Along with the increased blood flow, oxygen from the increased respirations is carried to all parts of the body, including the brain.  For optimal memory and concentration abilities all the time, you should get in at least 30 minutes of aerobic and cardio exercise every day.

Proper nutrition included what some have called “brain memory foods” - things like fish, broccoli, spinach and flaxseed, among others.   These foods and others provide two very important nutrients for proper brain function: Omega-3 fatty acids and vitamin B6.  Both of these vital nutrients support and enhance memory and concentration when included regularly in a proper, balanced diet.

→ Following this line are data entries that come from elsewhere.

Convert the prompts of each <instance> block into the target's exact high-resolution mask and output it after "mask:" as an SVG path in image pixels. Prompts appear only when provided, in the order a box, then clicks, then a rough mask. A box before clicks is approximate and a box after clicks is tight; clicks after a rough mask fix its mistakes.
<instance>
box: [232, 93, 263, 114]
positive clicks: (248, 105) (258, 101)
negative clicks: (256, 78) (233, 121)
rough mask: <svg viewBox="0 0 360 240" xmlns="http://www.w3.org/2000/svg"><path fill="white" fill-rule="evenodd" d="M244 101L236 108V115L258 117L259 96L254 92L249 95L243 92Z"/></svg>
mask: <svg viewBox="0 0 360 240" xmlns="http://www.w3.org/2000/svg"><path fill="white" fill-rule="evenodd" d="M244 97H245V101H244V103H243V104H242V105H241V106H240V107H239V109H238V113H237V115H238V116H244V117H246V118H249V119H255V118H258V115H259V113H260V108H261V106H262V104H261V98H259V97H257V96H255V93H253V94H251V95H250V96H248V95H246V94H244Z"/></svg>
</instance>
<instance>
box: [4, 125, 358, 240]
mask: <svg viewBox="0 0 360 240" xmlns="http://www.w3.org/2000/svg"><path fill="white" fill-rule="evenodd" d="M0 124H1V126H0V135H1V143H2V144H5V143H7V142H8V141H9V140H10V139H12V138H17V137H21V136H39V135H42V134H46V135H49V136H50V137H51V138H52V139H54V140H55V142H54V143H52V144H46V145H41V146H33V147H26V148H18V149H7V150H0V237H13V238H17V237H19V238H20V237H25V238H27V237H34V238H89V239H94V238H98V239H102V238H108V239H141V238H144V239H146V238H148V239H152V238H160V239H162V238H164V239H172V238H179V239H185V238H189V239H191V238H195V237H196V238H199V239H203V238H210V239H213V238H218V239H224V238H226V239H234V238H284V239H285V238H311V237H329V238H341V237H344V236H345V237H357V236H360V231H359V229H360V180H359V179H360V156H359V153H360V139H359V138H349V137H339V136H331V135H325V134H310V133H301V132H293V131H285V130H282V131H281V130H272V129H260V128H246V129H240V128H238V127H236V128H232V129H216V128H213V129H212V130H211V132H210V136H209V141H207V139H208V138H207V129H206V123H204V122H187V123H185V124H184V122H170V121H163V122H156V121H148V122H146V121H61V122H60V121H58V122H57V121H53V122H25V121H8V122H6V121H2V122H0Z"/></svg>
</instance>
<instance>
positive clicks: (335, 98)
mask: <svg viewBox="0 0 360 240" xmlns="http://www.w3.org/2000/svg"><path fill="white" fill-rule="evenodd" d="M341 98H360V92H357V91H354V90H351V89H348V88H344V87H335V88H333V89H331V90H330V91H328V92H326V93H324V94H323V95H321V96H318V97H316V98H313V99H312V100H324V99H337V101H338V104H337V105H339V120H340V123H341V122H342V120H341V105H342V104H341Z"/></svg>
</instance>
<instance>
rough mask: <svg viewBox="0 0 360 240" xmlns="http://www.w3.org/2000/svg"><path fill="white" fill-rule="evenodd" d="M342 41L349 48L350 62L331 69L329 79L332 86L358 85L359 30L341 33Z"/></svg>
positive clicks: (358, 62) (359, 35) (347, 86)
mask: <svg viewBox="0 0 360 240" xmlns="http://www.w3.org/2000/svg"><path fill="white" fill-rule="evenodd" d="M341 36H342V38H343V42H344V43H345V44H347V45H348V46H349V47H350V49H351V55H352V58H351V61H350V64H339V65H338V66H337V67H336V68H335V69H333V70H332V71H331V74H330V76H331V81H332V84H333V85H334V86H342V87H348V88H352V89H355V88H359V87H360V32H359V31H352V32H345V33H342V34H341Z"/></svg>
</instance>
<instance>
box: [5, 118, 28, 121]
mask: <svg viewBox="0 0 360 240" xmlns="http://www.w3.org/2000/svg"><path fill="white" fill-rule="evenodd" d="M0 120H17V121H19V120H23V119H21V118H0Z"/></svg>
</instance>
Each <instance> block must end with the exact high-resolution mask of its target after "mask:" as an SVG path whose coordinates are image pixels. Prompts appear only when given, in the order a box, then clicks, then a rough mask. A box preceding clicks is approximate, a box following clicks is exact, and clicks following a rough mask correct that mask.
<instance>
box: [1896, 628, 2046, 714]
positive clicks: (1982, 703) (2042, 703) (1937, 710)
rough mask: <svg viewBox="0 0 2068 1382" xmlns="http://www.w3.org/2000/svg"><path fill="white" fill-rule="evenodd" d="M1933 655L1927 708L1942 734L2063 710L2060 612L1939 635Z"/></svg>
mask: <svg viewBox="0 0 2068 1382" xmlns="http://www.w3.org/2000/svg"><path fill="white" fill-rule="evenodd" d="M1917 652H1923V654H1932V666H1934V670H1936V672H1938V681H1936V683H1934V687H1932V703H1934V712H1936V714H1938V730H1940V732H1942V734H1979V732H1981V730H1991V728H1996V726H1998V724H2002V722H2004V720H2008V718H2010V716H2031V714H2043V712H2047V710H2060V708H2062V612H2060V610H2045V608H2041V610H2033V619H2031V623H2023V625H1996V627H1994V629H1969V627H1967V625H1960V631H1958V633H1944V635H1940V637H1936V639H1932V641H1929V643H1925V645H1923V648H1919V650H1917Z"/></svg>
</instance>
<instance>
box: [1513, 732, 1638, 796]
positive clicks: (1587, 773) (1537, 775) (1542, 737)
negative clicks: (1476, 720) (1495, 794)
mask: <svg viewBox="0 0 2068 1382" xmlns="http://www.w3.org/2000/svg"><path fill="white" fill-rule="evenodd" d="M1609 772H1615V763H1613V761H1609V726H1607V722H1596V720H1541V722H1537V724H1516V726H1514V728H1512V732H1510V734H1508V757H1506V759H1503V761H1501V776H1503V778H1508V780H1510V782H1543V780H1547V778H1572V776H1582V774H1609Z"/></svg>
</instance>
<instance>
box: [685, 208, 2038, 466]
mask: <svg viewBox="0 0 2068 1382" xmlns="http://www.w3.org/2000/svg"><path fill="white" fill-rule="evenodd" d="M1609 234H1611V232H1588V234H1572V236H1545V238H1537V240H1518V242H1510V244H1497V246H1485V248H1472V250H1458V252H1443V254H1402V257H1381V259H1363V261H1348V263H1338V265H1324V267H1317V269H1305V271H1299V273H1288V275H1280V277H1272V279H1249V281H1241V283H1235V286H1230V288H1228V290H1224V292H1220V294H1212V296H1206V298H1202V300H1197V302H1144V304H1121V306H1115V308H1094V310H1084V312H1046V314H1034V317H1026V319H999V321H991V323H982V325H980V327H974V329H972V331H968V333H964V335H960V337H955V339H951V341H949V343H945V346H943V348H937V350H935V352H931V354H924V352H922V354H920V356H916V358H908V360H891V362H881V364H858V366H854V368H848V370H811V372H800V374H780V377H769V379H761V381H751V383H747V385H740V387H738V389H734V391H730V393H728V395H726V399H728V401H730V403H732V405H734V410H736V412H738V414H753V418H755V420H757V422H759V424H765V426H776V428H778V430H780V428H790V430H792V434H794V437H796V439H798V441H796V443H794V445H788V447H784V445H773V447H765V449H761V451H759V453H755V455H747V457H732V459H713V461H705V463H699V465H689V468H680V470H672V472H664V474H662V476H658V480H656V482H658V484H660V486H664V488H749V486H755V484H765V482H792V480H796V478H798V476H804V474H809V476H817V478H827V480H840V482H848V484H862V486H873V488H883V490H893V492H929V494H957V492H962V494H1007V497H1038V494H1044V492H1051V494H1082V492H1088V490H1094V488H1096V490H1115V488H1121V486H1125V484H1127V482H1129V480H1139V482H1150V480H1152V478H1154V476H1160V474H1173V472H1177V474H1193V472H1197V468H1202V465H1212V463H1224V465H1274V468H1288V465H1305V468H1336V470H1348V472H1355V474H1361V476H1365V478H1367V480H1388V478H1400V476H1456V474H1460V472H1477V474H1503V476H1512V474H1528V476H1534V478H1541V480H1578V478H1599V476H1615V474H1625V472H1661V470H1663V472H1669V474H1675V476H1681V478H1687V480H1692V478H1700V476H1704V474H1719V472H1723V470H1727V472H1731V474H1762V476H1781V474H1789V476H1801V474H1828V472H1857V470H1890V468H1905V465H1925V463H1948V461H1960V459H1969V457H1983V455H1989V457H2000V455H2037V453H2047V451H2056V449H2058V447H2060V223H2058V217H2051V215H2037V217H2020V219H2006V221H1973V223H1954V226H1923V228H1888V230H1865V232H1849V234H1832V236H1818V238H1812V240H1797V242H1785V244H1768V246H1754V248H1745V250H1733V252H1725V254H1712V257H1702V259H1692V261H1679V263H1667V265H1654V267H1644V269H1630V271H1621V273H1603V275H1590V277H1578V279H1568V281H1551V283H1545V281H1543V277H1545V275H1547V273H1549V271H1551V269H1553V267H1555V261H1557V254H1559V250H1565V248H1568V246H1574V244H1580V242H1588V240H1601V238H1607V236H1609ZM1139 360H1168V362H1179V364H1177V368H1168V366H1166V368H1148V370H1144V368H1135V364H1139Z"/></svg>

Omega-3 fatty acids are a relatively new discovery.  These are a combination of several nutrients but essentially is a fat.  For so long, people have tried to avoid all forms of fat as it was previously thought that all fats were unhealthy beyond a very small amount.  Science now realizes that Omega-3 fatty acids are necessary and healthy in many ways including the formation of new brain cells.

Some fatty acids are made by the body while others must be gained from our diet.  When you eat foods with Omega-3 fatty acids, it actually helps your body produce more of the fatty acids that it needs.  They also help balance the other fats that you consume that are bad for you, like the ones found in baked goods and butter. 

Omega-3 fatty acids are found in some nuts, broccoli, kidney beans, spinach and cantaloupe but the two best sources for these vital nutrients are cold water fish and flaxseed.  Fish such as tuna, salmon and mackerel are rich in Omega-3 fatty acids which is where their reputation as a brain food has come from.  Flaxseed has almost as much of these nutrients as the fish with the added benefit of being high in fiber.

Vitamin B6 has long been established as necessary to help the brain form neurotransmitters.  As we age, the neurotransmitters in the brain die at a faster rate than they are created.  Eating foods rich in vitamin B6 can help keep the rate balanced for longer, thus improving memory and concentration throughout our lives.  This important vitamin is found in meat, vegetables, grains and nuts.

Aerobic exercise and brain memory foods such as fish and flaxseed are the best things you can do to increase brain memory and strengthen your powers of concentration.  Including exercise into your daily routine and eating foods rich in Omega-3 fatty acids and vitamin B6 will help improve your memory and protect brain function during the aging process.